The hidden .NET memory leak

Memory leaks in .NET do not always look like memory leaks. Most developers picture the obvious version. Something gets added to a static list. Nothing ever removes it. Memory grows forever. The process eventually falls over. That version exists, but it is not the one that usually gets missed in production. The more awkward version is when every object has a reason to still be alive. Nothing is technically lost. Nothing looks obviously broken in code review. The garbage collector is doing what it should. The problem is that your application keeps giving objects longer lifetimes than they were meant to have. That is where a lot of .NET memory issues hide.

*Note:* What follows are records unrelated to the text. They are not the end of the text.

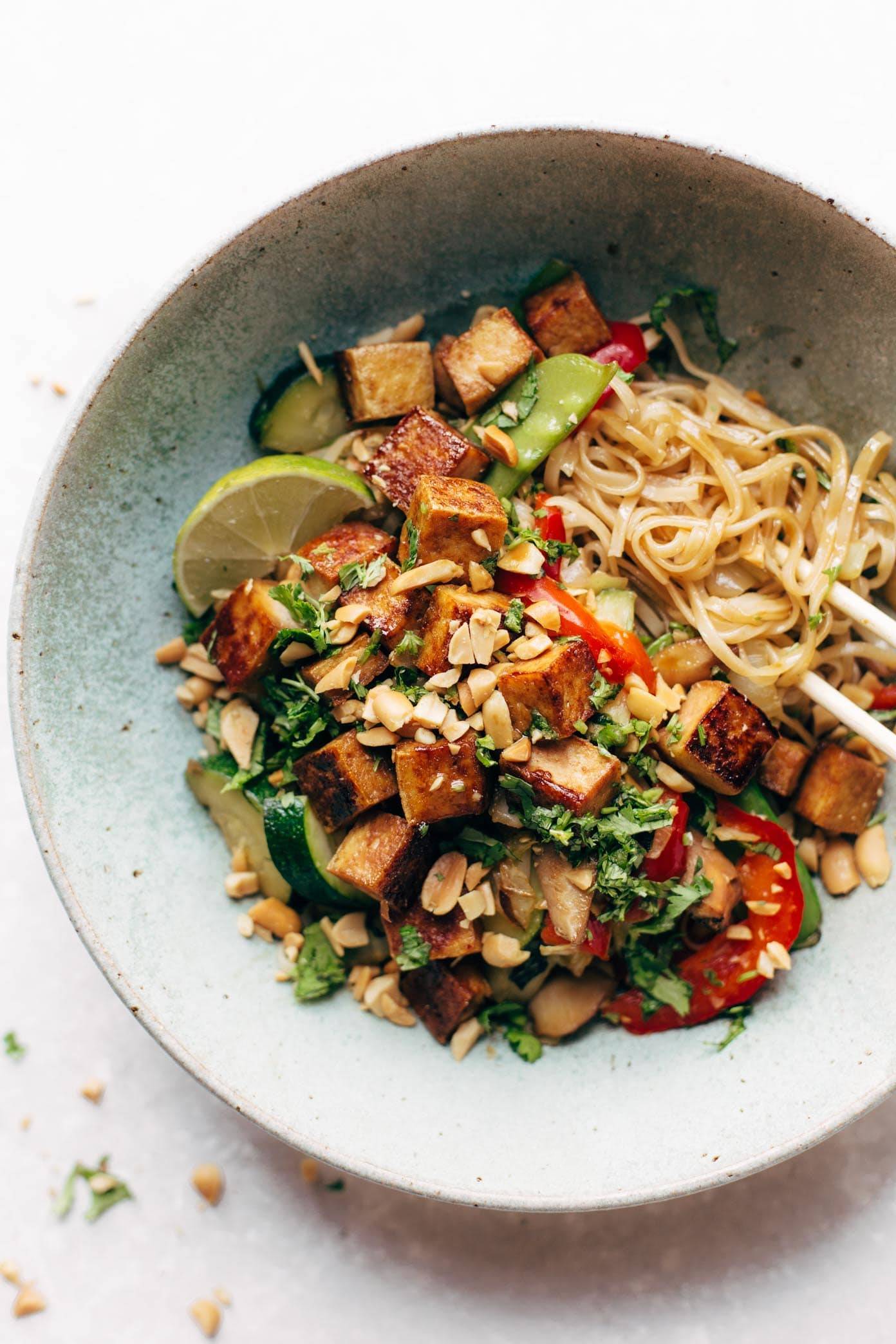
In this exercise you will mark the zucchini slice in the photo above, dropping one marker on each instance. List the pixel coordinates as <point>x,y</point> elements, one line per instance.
<point>301,850</point>
<point>299,416</point>
<point>239,817</point>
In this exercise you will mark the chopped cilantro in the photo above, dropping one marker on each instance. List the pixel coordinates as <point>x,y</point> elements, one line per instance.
<point>479,847</point>
<point>511,1019</point>
<point>409,646</point>
<point>515,616</point>
<point>413,534</point>
<point>14,1049</point>
<point>707,304</point>
<point>317,969</point>
<point>105,1190</point>
<point>415,949</point>
<point>362,574</point>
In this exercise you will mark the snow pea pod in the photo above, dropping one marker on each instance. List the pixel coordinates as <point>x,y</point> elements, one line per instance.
<point>568,389</point>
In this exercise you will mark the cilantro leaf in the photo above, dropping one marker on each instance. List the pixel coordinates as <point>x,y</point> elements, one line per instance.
<point>415,949</point>
<point>413,545</point>
<point>317,969</point>
<point>707,304</point>
<point>511,1019</point>
<point>14,1049</point>
<point>362,574</point>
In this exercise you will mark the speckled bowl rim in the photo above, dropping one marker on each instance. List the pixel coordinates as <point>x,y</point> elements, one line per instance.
<point>39,821</point>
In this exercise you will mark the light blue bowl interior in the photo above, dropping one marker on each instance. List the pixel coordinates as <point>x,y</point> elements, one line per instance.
<point>102,743</point>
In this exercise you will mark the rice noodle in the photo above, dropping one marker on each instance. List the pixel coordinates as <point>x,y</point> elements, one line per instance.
<point>687,488</point>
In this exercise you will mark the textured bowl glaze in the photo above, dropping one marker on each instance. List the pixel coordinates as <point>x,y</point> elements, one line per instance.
<point>606,1120</point>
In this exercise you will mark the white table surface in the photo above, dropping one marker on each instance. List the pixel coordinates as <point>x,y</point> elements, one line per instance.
<point>135,136</point>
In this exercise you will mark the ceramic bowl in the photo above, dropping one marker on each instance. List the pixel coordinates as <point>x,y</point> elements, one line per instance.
<point>605,1120</point>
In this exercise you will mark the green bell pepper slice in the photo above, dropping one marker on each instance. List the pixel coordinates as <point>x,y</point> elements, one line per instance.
<point>754,800</point>
<point>568,389</point>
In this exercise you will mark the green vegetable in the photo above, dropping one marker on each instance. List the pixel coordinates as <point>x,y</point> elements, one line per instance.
<point>754,800</point>
<point>296,415</point>
<point>707,306</point>
<point>14,1049</point>
<point>512,1020</point>
<point>413,545</point>
<point>317,971</point>
<point>567,386</point>
<point>415,949</point>
<point>300,848</point>
<point>112,1190</point>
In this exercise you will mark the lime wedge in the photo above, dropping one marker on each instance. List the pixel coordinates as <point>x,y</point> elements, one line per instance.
<point>254,515</point>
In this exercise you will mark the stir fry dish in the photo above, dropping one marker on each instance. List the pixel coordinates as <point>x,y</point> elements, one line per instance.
<point>537,674</point>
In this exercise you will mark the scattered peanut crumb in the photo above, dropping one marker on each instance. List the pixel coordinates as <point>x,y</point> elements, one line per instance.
<point>209,1181</point>
<point>311,1170</point>
<point>95,1090</point>
<point>207,1316</point>
<point>28,1302</point>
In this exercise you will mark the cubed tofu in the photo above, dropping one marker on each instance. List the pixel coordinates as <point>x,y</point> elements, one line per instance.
<point>364,674</point>
<point>557,686</point>
<point>391,613</point>
<point>449,936</point>
<point>686,663</point>
<point>344,545</point>
<point>487,358</point>
<point>446,512</point>
<point>723,740</point>
<point>445,996</point>
<point>573,773</point>
<point>451,605</point>
<point>384,857</point>
<point>383,382</point>
<point>343,780</point>
<point>783,767</point>
<point>445,389</point>
<point>840,790</point>
<point>421,444</point>
<point>241,635</point>
<point>436,784</point>
<point>565,317</point>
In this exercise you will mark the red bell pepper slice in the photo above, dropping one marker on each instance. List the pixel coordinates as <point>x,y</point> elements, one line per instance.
<point>668,854</point>
<point>615,651</point>
<point>552,528</point>
<point>723,972</point>
<point>886,698</point>
<point>597,941</point>
<point>625,348</point>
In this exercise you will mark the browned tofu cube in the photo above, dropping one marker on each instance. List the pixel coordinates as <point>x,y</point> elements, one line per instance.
<point>557,686</point>
<point>421,444</point>
<point>446,512</point>
<point>384,857</point>
<point>783,767</point>
<point>487,358</point>
<point>840,790</point>
<point>436,784</point>
<point>445,996</point>
<point>241,635</point>
<point>364,673</point>
<point>565,317</point>
<point>343,780</point>
<point>573,773</point>
<point>449,936</point>
<point>723,737</point>
<point>383,382</point>
<point>391,613</point>
<point>451,605</point>
<point>443,386</point>
<point>686,663</point>
<point>344,545</point>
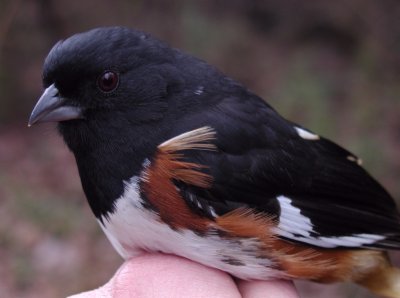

The GC cannot collect objects you are still holding

The .NET garbage collector is good, but it is not magic. It can reclaim objects that are no longer reachable. If your code still has a path to an object, the GC has to treat it as live. That path can be direct, like a static dictionary. It can also be indirect, through an event handler, a closure, a long lived service, a queue, a timer, a cache, or an object graph hanging off a singleton. This is why some leaks do not look like leaks.

The memory is not unmanaged. The objects are not lost. The process is simply retaining too much application state. You see it in production as steady memory growth, more Gen2 collections, longer pauses, growing container memory, and eventually restarts. The first instinct is often to blame the GC. In many cases, the GC is only reporting the shape of your object lifetimes back to you.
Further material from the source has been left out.